Manafort accused of sharing Trump polling data with Russian operative
Paul Manafort’s lawyers did a shoddy job redacting a new court filing — inadvertently revealing that he’s accused of sharing polling data from the 2016 presidential election with an alleged Russian spy.
Attorneys for President Trump’s former campaign chairman tried to obscure this and other revelations in a document made public Tuesday, but the text beneath the black bars could still be copied and pasted into a new document.
According to the filing, special counsel Robert Mueller’s team believes Manafort lied to prosecutors about “sharing polling data” that was “related to the 2016 presidential campaign” with his longtime aide Konstantin Kilimnik, who American officials believe has ties to Russian intelligence.
The poorly redacted court papers also revealed a meeting between Manafort and Kilimnik in Madrid, although no date was provided — and that the two discussed a Ukraine peace plan on more than one occasion.
In both cases, Manafort copped to the “additional meetings or communications” he hadn’t initially disclosed after the special counsel “shared evidence” with him, according to the documents.
Manafort pleaded guilty in September 2018 to conspiracy charges and agreed to cooperate with Mueller’s office in its probe of Russian interference in the election — but prosecutors say he broke that agreement by telling “multiple discernible lies.”

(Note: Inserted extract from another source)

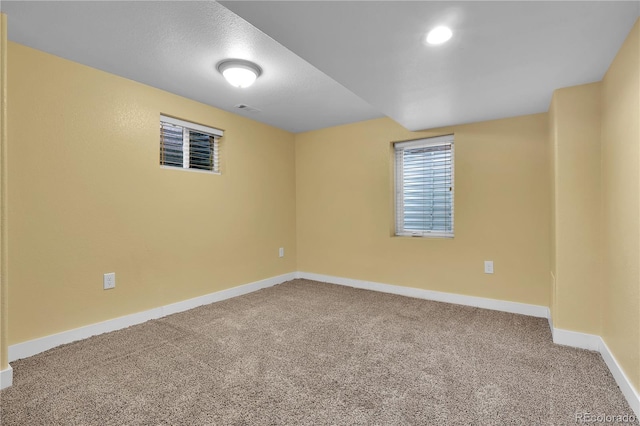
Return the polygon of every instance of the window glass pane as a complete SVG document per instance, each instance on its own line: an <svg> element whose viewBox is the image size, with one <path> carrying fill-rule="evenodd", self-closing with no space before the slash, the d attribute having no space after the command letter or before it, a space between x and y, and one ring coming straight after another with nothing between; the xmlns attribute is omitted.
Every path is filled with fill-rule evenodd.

In the new filing, Manafort’s lawyers argue that he didn’t lie so much as forget.
“Issues and communications related to Ukrainian political events simply were not at the forefront of Mr. Manafort’s mind during the period at issue and it is not surprising at all that Mr. Manafort was unable to recall specific details prior to having his recollection refreshed,” they write.
“The same is true with regard to the Government’s allegation that Mr. Manafort lied about sharing polling data with Mr. Kilimnik related to the 2016 presidential campaign.”
Prosecutors have repeatedly referred to Kilimnik, who has denied any ties to the Kremlin, as “Person A” in a series of other filings made as part of their case against Manafort, including as a co-conspirator when accusing the one-time Washington mega-lobbyist of witness tampering in June.